Sandra Day O’Connor and H. Alan Day recount what life was like growing up on a cattle ranch in the 20th century. 

“Lazy B: Growing Up on a Cattle Ranch in the American Southwest,” by retired Supreme Court Associate Justice Sandra Day O’Connor and her brother H. Alan Day, provides an interesting glimpse of ranch life in 20th century America. It’s challenging to know how to review this book because, while the individual stories in it are good, as a whole it isn’t a consistently compelling read.

Going in, I wasn’t certain what to expect – I knew O’Connor was the first woman named to the Supreme Court, but that was about the extent of it. If you’re going into this expecting a rich autobiographical account of O’Connor’s life, you’ll likely be disappointed. If you’re looking for an account of ranch life in the 1930s and ‘40s, this is worth the read.

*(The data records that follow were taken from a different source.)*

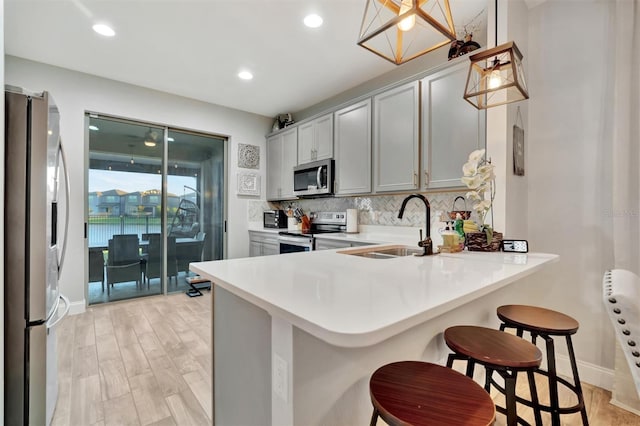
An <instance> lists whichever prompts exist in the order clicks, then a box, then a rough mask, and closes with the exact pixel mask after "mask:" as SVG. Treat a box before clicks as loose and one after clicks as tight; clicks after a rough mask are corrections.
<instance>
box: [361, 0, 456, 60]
mask: <svg viewBox="0 0 640 426" xmlns="http://www.w3.org/2000/svg"><path fill="white" fill-rule="evenodd" d="M453 40H456V31H455V27H454V25H453V18H452V16H451V8H450V7H449V0H367V5H366V7H365V10H364V16H363V18H362V26H361V27H360V37H359V39H358V45H360V46H362V47H364V48H365V49H368V50H370V51H371V52H373V53H375V54H376V55H379V56H381V57H383V58H384V59H386V60H388V61H390V62H393V63H394V64H396V65H400V64H403V63H405V62H407V61H410V60H412V59H415V58H417V57H418V56H421V55H424V54H425V53H429V52H431V51H432V50H435V49H437V48H439V47H442V46H444V45H447V44H449V43H450V42H451V41H453Z"/></svg>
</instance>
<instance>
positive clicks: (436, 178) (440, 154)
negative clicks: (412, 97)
mask: <svg viewBox="0 0 640 426" xmlns="http://www.w3.org/2000/svg"><path fill="white" fill-rule="evenodd" d="M468 70H469V64H468V62H466V61H464V62H461V63H459V64H456V65H454V66H451V67H448V68H446V69H444V70H441V71H439V72H437V73H435V74H432V75H430V76H429V77H426V78H424V79H422V177H421V181H422V185H421V186H422V188H423V189H427V188H451V187H456V186H462V183H461V182H460V178H461V177H462V165H463V164H464V163H466V162H467V159H468V157H469V153H471V152H472V151H473V150H476V149H479V148H481V147H482V148H484V147H485V140H486V138H485V135H486V120H485V111H484V110H481V111H478V110H477V109H475V108H474V107H473V106H471V104H469V103H468V102H467V101H465V100H464V99H463V98H462V92H463V91H464V87H465V84H466V81H467V72H468Z"/></svg>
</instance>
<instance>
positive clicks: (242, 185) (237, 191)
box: [237, 173, 260, 197]
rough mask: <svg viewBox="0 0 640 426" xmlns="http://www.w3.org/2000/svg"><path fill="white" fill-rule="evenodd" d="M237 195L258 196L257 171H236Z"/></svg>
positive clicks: (259, 191) (258, 185)
mask: <svg viewBox="0 0 640 426" xmlns="http://www.w3.org/2000/svg"><path fill="white" fill-rule="evenodd" d="M237 193H238V195H253V196H257V197H259V196H260V175H259V174H257V173H238V191H237Z"/></svg>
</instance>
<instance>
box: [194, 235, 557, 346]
mask: <svg viewBox="0 0 640 426" xmlns="http://www.w3.org/2000/svg"><path fill="white" fill-rule="evenodd" d="M347 235H350V234H347ZM354 235H357V234H354ZM412 246H413V244H412ZM349 250H350V251H354V250H355V251H358V250H362V249H361V248H360V249H340V250H324V251H314V252H303V253H291V254H284V255H274V256H262V257H251V258H242V259H230V260H218V261H210V262H200V263H192V264H191V270H192V271H194V272H196V273H198V274H200V275H202V276H204V277H206V278H208V279H210V280H211V281H212V282H213V283H214V284H216V285H219V286H221V287H222V288H224V289H226V290H228V291H230V292H231V293H233V294H235V295H237V296H239V297H241V298H243V299H245V300H247V301H248V302H250V303H253V304H255V305H256V306H258V307H260V308H262V309H265V310H266V311H267V312H269V313H270V315H272V316H277V317H280V318H282V319H285V320H286V321H288V322H290V323H291V324H293V325H294V326H296V327H298V328H300V329H302V330H304V331H306V332H308V333H310V334H312V335H314V336H316V337H318V338H319V339H322V340H324V341H325V342H327V343H330V344H332V345H336V346H343V347H364V346H369V345H373V344H376V343H378V342H381V341H383V340H385V339H387V338H389V337H391V336H394V335H396V334H398V333H401V332H403V331H405V330H407V329H409V328H410V327H412V326H414V325H417V324H420V323H422V322H424V321H427V320H429V319H431V318H434V317H436V316H438V315H441V314H442V313H444V312H447V311H449V310H451V309H454V308H456V307H458V306H461V305H462V304H464V303H467V302H469V301H471V300H474V299H477V298H479V297H481V296H483V295H485V294H488V293H490V292H492V291H495V290H497V289H499V288H501V287H503V286H505V285H507V284H509V283H512V282H514V281H516V280H518V279H519V278H522V277H524V276H526V275H529V274H531V273H533V272H534V271H537V270H538V269H540V268H541V267H542V266H543V265H544V264H546V263H550V262H553V261H556V260H557V259H558V256H557V255H553V254H541V253H529V254H512V253H502V252H496V253H482V252H461V253H455V254H438V255H434V256H428V257H414V256H406V257H398V258H392V259H371V258H365V257H360V256H352V255H347V254H341V253H338V252H340V251H349Z"/></svg>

Initially, I expected an autobiography of sorts about O’Connor, hence my own disappointment upon reading the book. O’Connor, while obviously in the book, figures into it more through the stories told in the book than as a main character. Reading it, I did at times wish it had included more on O’Connor and her life. Don’t get me wrong, this isn’t at all a bad book, but if you want an autobiography that’s clearly not what this is, at least not in the traditional sense.

Instead the book is somewhere between a novel and a compilation of slice-of-life short stories. Each key figure is introduced in his/her own chapter. Once everyone is introduced, the book really starts seeming like a compilation of short stories. It’s challenging to rate this book – it’s interesting, it’s surprisingly fast-paced (at times I’d knock out 30 pages in one sitting without quite realizing it), but there’s the nagging feeling that this book is missing something that would make it a truly good read.

What it’s missing, I can’t pinpoint. In places, the book just feels unfocused and lacking in a specific direction.

Sprinkled in the accounts of ranch life are some colorful characters and amusing anecdotes. In one chapter, the authors discuss seeing one of the first atomic bomb tests in the 1940s. Other anecdotes include a ranch cowboy giving himself a root canal with baling twine (ouch), a classic tale of bureaucratic overkill around ranch regulations, O’Connor’s brother ending up in an impromptu horse race and more.

Alongside the more colorful stories are several life lessons that demonstrate how ranch life shaped O’Connor and her siblings, such as the chapter about the summer O’Connor’s brother spent breaking young horses and learning patience. Personally, my favorite lesson came at the end of the book, where it was pointed out that ranchers and conservationists might have more in common than either realizes.

If you’re looking for a glimpse of ranch life in the mid-20th century, this might be your book, especially if you love life lessons and some slightly colorful tales in the mix.